Le ministre de l’Éducation nationale Pap Ndiaye a qualifié la proposition de « décoiffante » mi-mars. Le vice-président socialiste du conseil départemental de Seine-Saint-Denis venait de lui proposer ni plus ni moins que d'intégrer son département dans l'académie de Paris. « Ce serait un signal fort alors que Pap Ndiaye compte annoncer prochainement un plan sur la mixité sociale et scolaire . Une telle proposition pourrait réancrer le gouvernement dans son aile gauche. Je défends l’idée que la mixité c’est bon pour tout le monde » s’enthousiasme Emmanuel Constant à la tête du département le plus pauvre de France.

Après tout, quoi de plus logique : la Seine-Saint-Denis est déjà liée à Paris par certains projets comme le déploiement du futur métro Grand Paris Express et l’organisation des Jeux olympiques de 2024. « Le ministre n’a pas rejeté l’idée même si ce serait sans doute un peu compliqué à organiser mais ce n'est qu'une question de volonté politique », euphémise-t-il.
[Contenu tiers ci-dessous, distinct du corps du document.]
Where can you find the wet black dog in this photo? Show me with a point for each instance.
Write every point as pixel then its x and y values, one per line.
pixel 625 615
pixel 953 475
Alarmé par la publication récente des IPS (indices de positionnement social) par la rue de Grenelle, il insiste : Malgré tous les plans successifs sur le sujet, d’Allègre à Blanquer en passant par Vallaud-Belkacem, « rien n’a été efficace : il y a de moins en moins de mixité sociale dans nos établissements ».

Éviter que les plus aisés inscrivent leurs enfants à Paris

Une fusion pourrait « rendre la Seine-Saint-Denis plus attractive pour les familles et les enseignants. Et enrayer la chute démographique de la capitale », note-t-il. Du donnant-donnant en quelque sorte. N’est-il pas illogique de « construire sept à huit collèges en Seine-Saint-Denis comme nous le faisons car nous sommes en pleine expansion démographique alors que ceux de Paris ferment des classes ? De très nombreux collégiens de Seine-Saint-Denis ne sont qu’à 20 ou 30 minutes de Paris en RER ou en métro. Il ne faut compter 25 minutes de La Courneuve au collège Montaigne dans le centre de Paris ou encore 20 minutes entre Noisy-le-Grand et le lycée et collège Voltaire, Place de la Nation. » L'idée est aussi d'éviter les stratégies des familles de Seine-Saint-Denis, notamment les commerçants, cadres ou professions libérales travaillant dans la capitale, qui se tournent vers le privé parisien pour éviter leur enseignement public de proximité qu’ils jugent dégradé.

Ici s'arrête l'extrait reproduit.